O centro de imigrantes é dirigido pela empresa privada LaSalle Corrections, que refuta "fortemente estas acusações e quaisquer implicações de má conduta”

Dawn Wooten, left, a nurse at Irwin County Detention Center in Ocilla, Georgia, listens to a speaker at a Tuesday, Sept. 15, 2020 news conference in Atlanta protesting conditions at the immigration jail. Wooten says authorities denied COVID-19 tests to immigrants, performed questionable hysterectomies and shredded records in a complaint filed to the inspector general of the U.S. Department of Homeland Security. (AP Photo/Jeff Amy)

Jornal GGN – As autoridades de imigração dos Estados Unidos anunciaram na terça (15) uma investigação federal para apurar as denúncias feitas pela enfermeira Dawn Wooten, que trabalhava no Centro de Detenção do Condado de Irwin. Segundo a profissional, imigrantes presas nesse centro na Geórgia foram submetidas à retirada do útero e outros procedimentos ginecológicos sem consentimento.

“Wooten disse à Reuters na segunda-feira que as mulheres que reclamavam de períodos menstruais mais pesados ou pediam por métodos de controle de natalidade eram enviadas a ginecologistas externos e às vezes recebiam histerectomias – mas que muitas não entendiam completamente quais procedimentos médicos estavam sendo ordenados.”

De acordo com a agência, a denúncia foi apresentada ao Departamento de Segurança Nacional por dois grupos de defesa de direitos civis, o Project South e o Government Accountability Project.

A Reuters entrevistou a enfermeira mas não conseguiu confirmar de forma independente as acusações de histerectomias impróprias. A ICE (Agência de Imigração e Alfândega, na sigla em inglês) negou as acusações e afirmou que “um procedimento médico como uma histerectomia nunca seria realizado contra a vontade de uma detenta”.

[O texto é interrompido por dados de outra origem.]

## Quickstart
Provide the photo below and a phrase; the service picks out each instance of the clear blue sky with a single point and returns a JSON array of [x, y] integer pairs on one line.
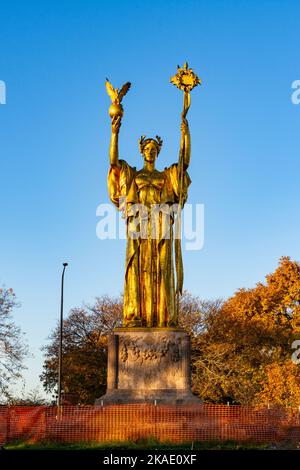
[[54, 137]]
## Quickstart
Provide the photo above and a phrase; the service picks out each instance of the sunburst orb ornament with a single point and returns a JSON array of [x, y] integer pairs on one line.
[[185, 79]]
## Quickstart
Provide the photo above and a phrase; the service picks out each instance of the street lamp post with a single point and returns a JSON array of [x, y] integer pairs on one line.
[[61, 336]]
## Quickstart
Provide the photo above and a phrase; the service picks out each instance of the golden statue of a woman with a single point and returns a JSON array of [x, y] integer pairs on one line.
[[151, 201]]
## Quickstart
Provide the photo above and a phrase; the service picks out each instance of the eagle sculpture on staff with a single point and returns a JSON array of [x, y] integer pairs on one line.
[[116, 96]]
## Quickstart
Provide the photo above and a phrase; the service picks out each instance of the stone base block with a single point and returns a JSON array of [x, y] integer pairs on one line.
[[147, 365]]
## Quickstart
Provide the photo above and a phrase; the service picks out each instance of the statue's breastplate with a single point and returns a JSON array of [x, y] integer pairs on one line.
[[149, 186]]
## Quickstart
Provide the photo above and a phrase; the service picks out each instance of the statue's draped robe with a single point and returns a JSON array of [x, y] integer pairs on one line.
[[149, 291]]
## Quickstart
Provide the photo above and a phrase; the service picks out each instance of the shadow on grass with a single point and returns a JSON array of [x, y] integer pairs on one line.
[[150, 443]]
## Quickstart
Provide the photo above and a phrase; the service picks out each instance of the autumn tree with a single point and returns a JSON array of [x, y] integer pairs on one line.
[[84, 352], [246, 345], [13, 349]]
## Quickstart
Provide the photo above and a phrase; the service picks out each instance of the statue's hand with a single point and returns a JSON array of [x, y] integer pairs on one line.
[[116, 124]]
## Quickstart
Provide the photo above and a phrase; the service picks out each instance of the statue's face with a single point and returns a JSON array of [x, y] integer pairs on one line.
[[150, 152]]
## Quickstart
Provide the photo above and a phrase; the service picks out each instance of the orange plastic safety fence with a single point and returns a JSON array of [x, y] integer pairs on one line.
[[133, 422]]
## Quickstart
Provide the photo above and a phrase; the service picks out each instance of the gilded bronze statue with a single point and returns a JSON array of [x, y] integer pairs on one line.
[[151, 201]]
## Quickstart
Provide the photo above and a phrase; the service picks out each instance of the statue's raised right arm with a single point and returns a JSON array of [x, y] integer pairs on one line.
[[114, 140]]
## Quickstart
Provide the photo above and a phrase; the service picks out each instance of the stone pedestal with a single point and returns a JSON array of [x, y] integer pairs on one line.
[[148, 364]]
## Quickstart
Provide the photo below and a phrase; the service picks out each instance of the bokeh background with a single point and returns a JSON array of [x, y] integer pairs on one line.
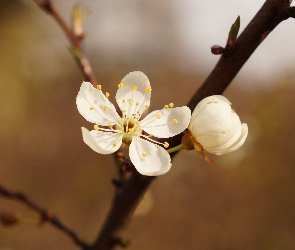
[[245, 200]]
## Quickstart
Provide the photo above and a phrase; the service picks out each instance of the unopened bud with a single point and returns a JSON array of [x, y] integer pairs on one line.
[[217, 50], [188, 141]]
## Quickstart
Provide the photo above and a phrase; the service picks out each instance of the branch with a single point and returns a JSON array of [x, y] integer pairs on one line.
[[133, 189], [45, 216], [75, 40]]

Segundo a diretora médica do ICE, Ada Rivera, desde 2018, apenas duas mulheres no centro Irwin foram encaminhadas para histerectomias com base em recomendações de especialistas que “foram revisadas pela autoridade clínica das instalações e aprovadas”.

O centro de imigrantes é dirigido pela empresa privada LaSalle Corrections, que refuta “fortemente estas acusações e quaisquer implicações de má conduta”.

Já os advogados que representam as imigrantes disseram que as mulheres reclamara do tratamento feito por prestadores externos.